Key Implementation Points:

  • Dynamic Column Processing: Dynamically convert 24-hour boarding/alighting data to Long Format
  • Delta Lake Utilization: Support for ACID transactions and schema evolution
  • Distributed Processing: Efficient processing of large volumes of data with Spark's distributed computing
  • Data Quality: Ensure data integrity through deduplication and aggregation

📊Dashboard Development

We built two main dashboards using Apache Superset.

Dashboard 1: Detailed Hourly Congestion Analysis

Objective: Propose optimal travel times through analysis of hourly boarding/alighting patterns for specific periods, lines, and stations

Key Features:

  • Dynamic Filtering: Multiple selection for inquiry period, line names, and station names
  • Real-time Analysis: Immediate chart updates based on user selections

스크린샷 2025-06-19 153039.png

Core Charts:

  1. Hourly Average Boarding/Alighting Trends (Line Chart)

    • Visualize hourly average boarding/alighting patterns for selected conditions
    • Identify rush hours and off-peak periods
      스크린샷 2025-06-19 153540.png
  2. TOP 10 Stations by Boarding/Alighting Volume (Bar Chart)

    • Ranking of the 10 busiest stations under selected conditions
    • Identify major transportation hub stations
      스크린샷 2025-06-19 153654.png
  3. Hourly/Station-wise Congestion Heatmap (Heatmap)

    • At-a-glance view of time-station congestion levels in a 2D matrix for selected station conditions
    • Intuitive representation of congestion levels through color intensity
      스크린샷 2025-06-19 153751.png
  4. Rush Hour Concentration Analysis (Bar Chart)

    • Passenger distribution between rush hours (07-09, 18-20) vs other time periods for selected station conditions
    • Quantitative analysis of traffic concentration
      스크린샷 2025-06-19 153931.png

Dashboard 2: Transfer Station-Centered Floating Population Analysis

Objective: In-depth analysis of major transfer stations' role as transportation hubs and inter-line connectivity

Key Features:

  • Dynamic Filtering: Multiple selection for inquiry period and transfer stations
  • Real-time Analysis: Immediate chart updates based on user selections

스크린샷 2025-06-19 153420.png

Core Insights:

  1. Top 15 Transfer Stations in South Korea (Bar Chart)

    • Major transfer station rankings based on total ridership over the entire period
    • Identify core nodes of national transportation infrastructure
      스크린샷 2025-06-19 154024.png
  2. TOP 10 Transfer Stations by Morning Alighting Volume (Table)

    • Analysis of transfer stations with concentrated alighting during 07-09 hours
    • Identify transfer stations connecting major business districts
      스크린샷 2025-06-19 154057.png
  3. Hourly Net Inflow Population Analysis for Transfer Stations (Line Chart)
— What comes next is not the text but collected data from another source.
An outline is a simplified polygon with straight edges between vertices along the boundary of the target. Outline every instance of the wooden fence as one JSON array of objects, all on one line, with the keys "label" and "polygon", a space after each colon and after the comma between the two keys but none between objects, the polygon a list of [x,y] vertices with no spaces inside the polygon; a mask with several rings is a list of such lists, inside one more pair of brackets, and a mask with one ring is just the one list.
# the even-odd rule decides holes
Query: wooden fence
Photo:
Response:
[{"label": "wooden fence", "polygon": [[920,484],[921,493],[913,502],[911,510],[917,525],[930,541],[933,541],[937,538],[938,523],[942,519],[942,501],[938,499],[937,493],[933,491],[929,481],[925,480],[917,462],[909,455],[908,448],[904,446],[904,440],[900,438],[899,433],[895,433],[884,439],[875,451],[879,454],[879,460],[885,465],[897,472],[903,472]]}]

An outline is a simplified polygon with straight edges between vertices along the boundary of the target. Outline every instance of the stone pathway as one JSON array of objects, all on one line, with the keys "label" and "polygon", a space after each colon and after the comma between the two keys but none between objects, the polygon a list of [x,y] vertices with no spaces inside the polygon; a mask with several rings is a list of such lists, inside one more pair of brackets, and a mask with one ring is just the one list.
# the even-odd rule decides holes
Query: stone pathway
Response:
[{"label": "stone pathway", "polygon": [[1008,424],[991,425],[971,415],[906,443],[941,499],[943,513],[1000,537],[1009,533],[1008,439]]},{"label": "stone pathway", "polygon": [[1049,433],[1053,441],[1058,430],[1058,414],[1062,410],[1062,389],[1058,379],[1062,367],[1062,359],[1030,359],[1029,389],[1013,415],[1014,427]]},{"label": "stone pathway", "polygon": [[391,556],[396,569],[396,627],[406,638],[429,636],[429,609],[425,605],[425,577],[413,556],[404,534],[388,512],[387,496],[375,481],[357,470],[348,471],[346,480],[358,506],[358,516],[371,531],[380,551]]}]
    • Net inflow (alighting passengers - boarding passengers) analysis for selected transfer station conditions
      Positive (+): Destination characteristics (business districts)
      Negative (-): Origin characteristics (residential areas)
    • Quantitative analysis of functional characteristics (residential/business) of selected transfer stations
      스크린샷 2025-06-19 154310.png
  4. Line-wise Contribution at Transfer Stations (Pie Chart)

    • Usage proportion of each line within selected transfer stations
    • Distinguish between main lines and auxiliary lines
      스크린샷 2025-06-19 154157.png

📈Business Insights

  1. Rush Hour Concentration Phenomenon

    • About 40% of total passengers concentrated during 07-09 and 18-20 hours
    • Concentrated alighting at business centers like Gangnam Station and Jamsil Station
  2. Transfer Station Hub Effect

    • Top 5 transfer stations handle 25% of total traffic volume
    • Differentiated usage patterns according to line-specific characteristics
  3. Regional Characteristic Analysis

    • Residential areas: Morning boarding, evening alighting concentration
    • Business areas: Morning alighting, evening boarding concentration

🚀Conclusion

Through this project, we confirmed that simple boarding and alighting data can become a powerful tool for understanding citizens' lifestyle patterns and urban structure.

By utilizing modern data pipelines and visualization tools, we were able to maximize the value of public data and derive insights that can improve citizens' transportation convenience.